The Council of Clermont had an amazing effect on the Western warriors. Robert Guiscard’s eldest son, Bohemond, immediately lifted the siege of Amalfi and swore an oath not to fight against Christians again until the ‘heathens’ were defeated. Thousands of other Christian warriors, eager to gain God’s blessing, joined Bohemond and others who flocked to Urban’s call.
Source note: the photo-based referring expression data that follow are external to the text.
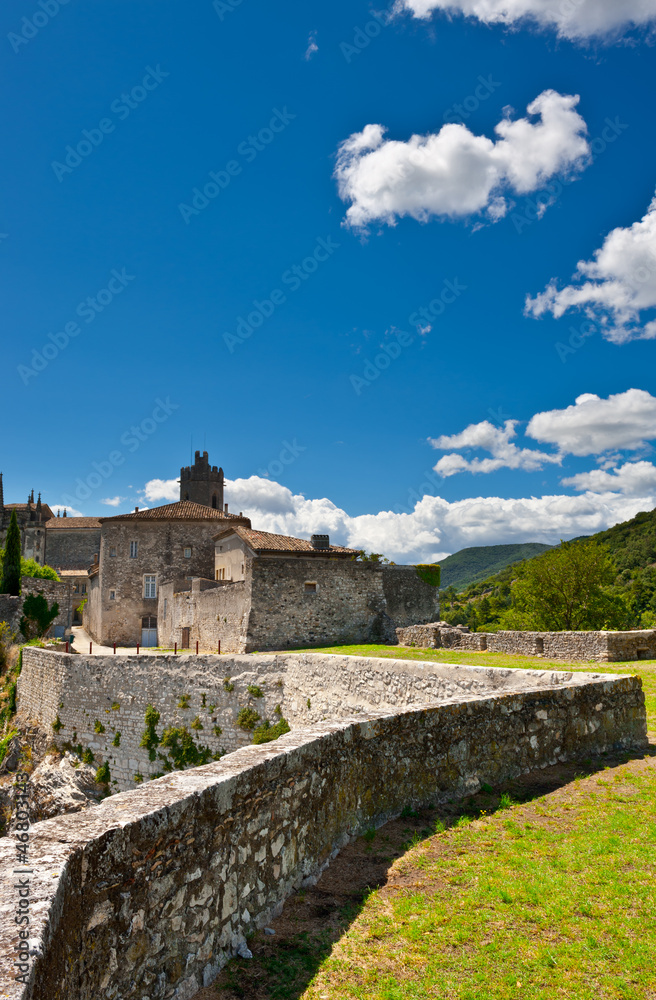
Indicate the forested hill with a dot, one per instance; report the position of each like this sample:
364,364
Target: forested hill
484,603
632,543
481,561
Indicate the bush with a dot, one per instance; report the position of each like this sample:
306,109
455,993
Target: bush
248,718
266,733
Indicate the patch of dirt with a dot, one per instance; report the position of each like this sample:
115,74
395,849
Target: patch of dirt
313,919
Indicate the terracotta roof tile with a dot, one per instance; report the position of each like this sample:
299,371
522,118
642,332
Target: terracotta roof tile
183,510
265,541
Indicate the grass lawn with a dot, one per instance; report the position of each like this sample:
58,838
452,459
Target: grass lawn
543,888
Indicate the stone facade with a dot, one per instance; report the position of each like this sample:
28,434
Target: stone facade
202,483
161,544
292,601
72,542
606,647
147,895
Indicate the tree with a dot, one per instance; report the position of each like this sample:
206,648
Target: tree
37,616
567,588
11,562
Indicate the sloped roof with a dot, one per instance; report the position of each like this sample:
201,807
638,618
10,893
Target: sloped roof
265,541
183,510
73,522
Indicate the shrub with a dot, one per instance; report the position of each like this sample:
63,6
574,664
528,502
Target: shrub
266,733
103,774
248,718
150,739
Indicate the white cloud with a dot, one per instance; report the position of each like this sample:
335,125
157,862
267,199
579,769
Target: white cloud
312,45
632,479
434,527
496,440
574,19
591,426
162,489
454,173
615,288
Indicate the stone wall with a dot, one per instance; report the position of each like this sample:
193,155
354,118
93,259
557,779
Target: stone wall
85,693
606,647
212,610
149,894
272,608
70,547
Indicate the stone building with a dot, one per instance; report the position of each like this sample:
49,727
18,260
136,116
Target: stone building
32,519
139,553
65,543
276,592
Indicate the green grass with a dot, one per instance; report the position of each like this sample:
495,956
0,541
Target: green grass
549,898
556,898
645,669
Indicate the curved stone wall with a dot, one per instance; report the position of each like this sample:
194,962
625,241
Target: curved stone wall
147,895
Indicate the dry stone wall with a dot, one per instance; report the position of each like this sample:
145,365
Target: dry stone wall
148,895
606,647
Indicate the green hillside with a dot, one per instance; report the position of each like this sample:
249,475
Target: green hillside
483,603
481,561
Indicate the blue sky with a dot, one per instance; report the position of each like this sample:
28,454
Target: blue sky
335,393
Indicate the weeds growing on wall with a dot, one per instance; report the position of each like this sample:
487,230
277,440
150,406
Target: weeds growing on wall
248,718
266,733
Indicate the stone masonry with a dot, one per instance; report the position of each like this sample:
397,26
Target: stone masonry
146,896
606,647
273,608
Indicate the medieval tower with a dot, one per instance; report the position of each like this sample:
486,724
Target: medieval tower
202,483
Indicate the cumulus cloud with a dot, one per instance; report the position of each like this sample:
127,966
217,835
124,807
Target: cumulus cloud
454,173
496,440
592,425
166,490
312,46
435,527
615,289
632,479
578,20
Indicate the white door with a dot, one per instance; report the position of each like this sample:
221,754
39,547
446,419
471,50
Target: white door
149,637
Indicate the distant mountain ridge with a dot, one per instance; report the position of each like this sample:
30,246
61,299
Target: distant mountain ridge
479,562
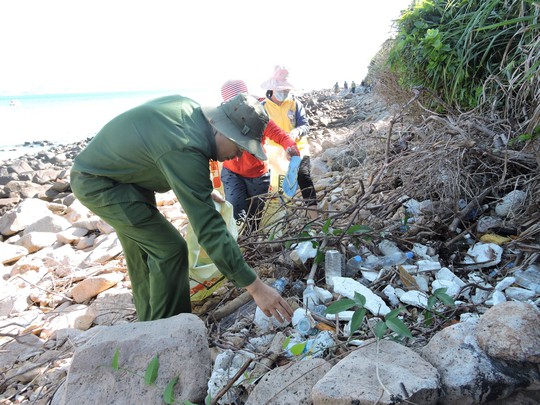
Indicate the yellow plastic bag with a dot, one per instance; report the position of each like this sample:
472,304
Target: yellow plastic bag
274,210
204,276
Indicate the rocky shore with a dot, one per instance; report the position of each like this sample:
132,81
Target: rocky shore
68,331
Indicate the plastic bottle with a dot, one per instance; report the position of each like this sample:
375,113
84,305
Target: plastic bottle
332,266
280,284
529,278
353,266
385,262
303,322
310,296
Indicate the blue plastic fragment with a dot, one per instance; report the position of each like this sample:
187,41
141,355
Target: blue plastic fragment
290,182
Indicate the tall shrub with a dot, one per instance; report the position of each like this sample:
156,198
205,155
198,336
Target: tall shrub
473,53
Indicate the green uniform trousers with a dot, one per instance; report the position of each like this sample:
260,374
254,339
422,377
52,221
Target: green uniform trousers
156,257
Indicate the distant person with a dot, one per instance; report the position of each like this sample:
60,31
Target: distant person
245,178
289,114
166,144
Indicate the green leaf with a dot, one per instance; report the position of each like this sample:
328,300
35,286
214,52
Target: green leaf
359,299
428,318
357,320
393,313
168,394
326,226
380,329
298,348
340,306
431,301
286,343
398,326
151,371
358,229
115,359
446,299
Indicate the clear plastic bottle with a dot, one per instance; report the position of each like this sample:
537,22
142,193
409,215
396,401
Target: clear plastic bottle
529,278
303,322
280,284
353,266
385,262
332,266
310,296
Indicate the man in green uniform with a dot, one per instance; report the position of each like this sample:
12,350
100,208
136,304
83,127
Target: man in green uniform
166,144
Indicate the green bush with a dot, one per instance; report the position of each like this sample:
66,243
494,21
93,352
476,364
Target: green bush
471,51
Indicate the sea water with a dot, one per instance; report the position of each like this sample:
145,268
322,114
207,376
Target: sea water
61,119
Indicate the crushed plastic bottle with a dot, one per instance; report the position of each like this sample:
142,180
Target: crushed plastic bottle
354,266
385,262
310,298
332,266
303,322
529,278
280,284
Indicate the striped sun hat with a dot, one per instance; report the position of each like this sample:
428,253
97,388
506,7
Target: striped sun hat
231,88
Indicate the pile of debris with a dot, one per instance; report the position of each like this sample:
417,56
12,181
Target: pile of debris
456,322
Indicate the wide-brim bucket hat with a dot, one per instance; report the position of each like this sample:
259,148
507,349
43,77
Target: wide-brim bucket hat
279,80
243,120
231,88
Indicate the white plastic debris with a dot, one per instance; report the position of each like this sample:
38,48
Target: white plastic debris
497,298
505,283
342,316
415,298
452,288
511,202
519,294
347,287
305,250
390,292
446,274
428,265
483,255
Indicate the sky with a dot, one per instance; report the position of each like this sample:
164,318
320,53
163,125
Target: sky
55,46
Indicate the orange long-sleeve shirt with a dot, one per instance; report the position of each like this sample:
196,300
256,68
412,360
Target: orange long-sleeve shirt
248,165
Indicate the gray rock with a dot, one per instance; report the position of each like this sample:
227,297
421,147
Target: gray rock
510,331
178,342
290,384
354,379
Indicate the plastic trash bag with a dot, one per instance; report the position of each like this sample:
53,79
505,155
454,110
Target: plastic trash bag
204,276
290,182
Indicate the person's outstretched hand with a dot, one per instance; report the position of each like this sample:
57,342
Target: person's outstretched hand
270,301
217,197
292,151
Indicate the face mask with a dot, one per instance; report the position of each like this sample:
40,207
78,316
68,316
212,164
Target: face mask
281,95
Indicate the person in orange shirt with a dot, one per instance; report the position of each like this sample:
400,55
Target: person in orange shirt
245,178
289,114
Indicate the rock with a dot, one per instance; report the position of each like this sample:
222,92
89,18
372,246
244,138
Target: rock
355,379
468,375
290,384
509,331
179,344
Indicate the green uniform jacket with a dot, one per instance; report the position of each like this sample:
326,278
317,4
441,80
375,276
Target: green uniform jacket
164,144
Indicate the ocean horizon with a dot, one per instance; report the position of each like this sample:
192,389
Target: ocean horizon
31,123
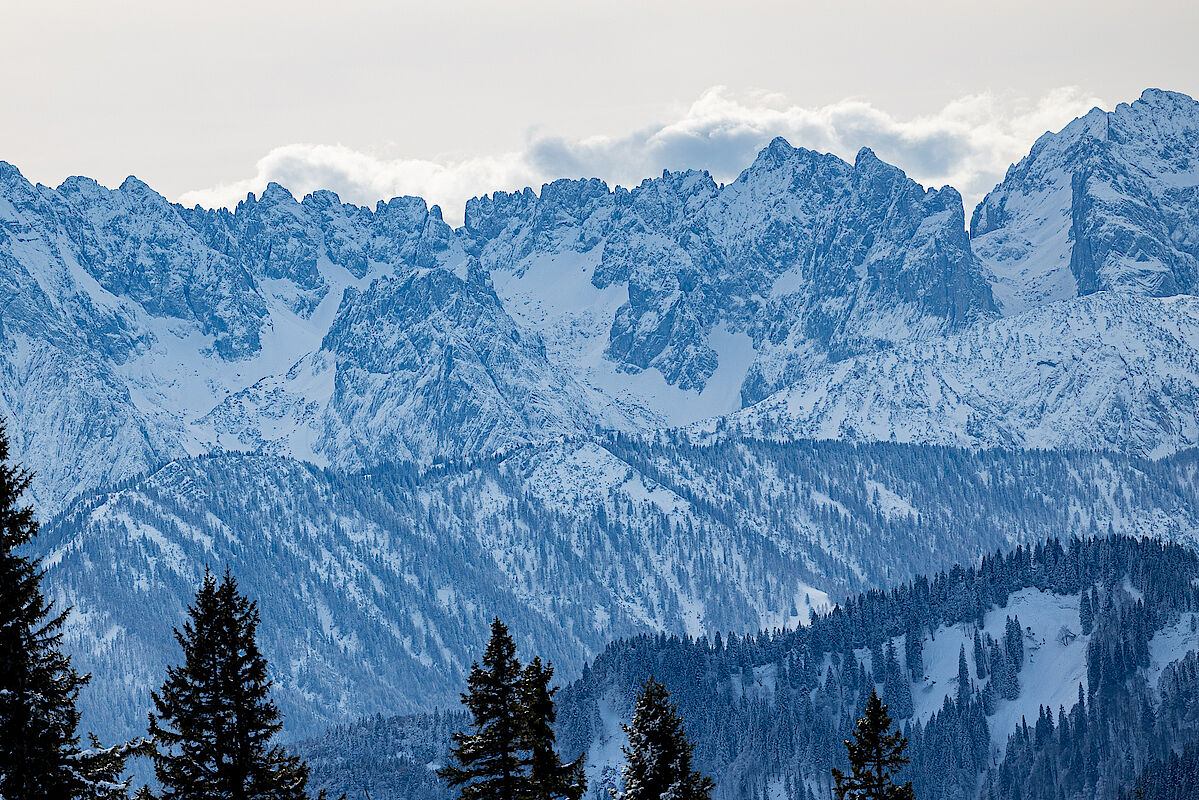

Although the Crusades became a test of faith, many who fervently took the cross in the heady days of 1095-96 were ill-prepared for the enormous expense involved. The Clermont decree did not promise the Crusaders wealth. In fact, the Crusaders’ financial problems were only the beginning of their difficulties. Cost to a German knight serving in Italy in the 11th century is estimated to have been double his annual income. On that basis, four to five times his income would have been necessary to sustain him in the Holy Land. Money was raised as it is today, by taxing tenants and mortgaging lands. The very real problems of expenses, obtaining transport and provisions, as well as staff work, would delay the start of the military expedition for another year.

Byzantine Emperor Alexius I Comnenus expected to see a manageable number of Western mercenaries trickle into his capital, to be amalgamated into his imperial armies. The massed forces that appeared before the gates of Constantinople in 1097, however, most certainly did not view themselves as mere ‘helpers’ for Alexius! In fact, the Western Europeans had no great respect for the Byzantine military because of its disastrous defeat by the Turks at Manzikert in 1071, and Robert Guiscard’s victory over them at Durazzo 14 years after that. The foolish and poorly prepared earlier civilian Crusaders, led by the likes of Peter the Hermit, though attracting great numbers of disaffected adherents, had been destroyed long before reaching the Holy Land. It could only have been with profound amazement and dismay that Alexius found tens of thousands of elite Western warriors outside his walls, demanding provisions and shelter.

The newly arrived Crusaders marched under their regional military commanders: Raymond of Toulouse, Bohemond of Taranto, Godfrey of Bouillon and his brother Baldwin, and Robert of Normandy with Stephen of Blois. The papal legate, Bishop Adhemar, ostensibly was in charge of coordinating and smoothing the relationships and political tempers of the diverse leadership. Pope Urban’s plan for a united effort was thwarted; four distinct regional armies, instead of one united one, marched at their own paces, each under its own separate secular heads, to the gathering point at Byzantium.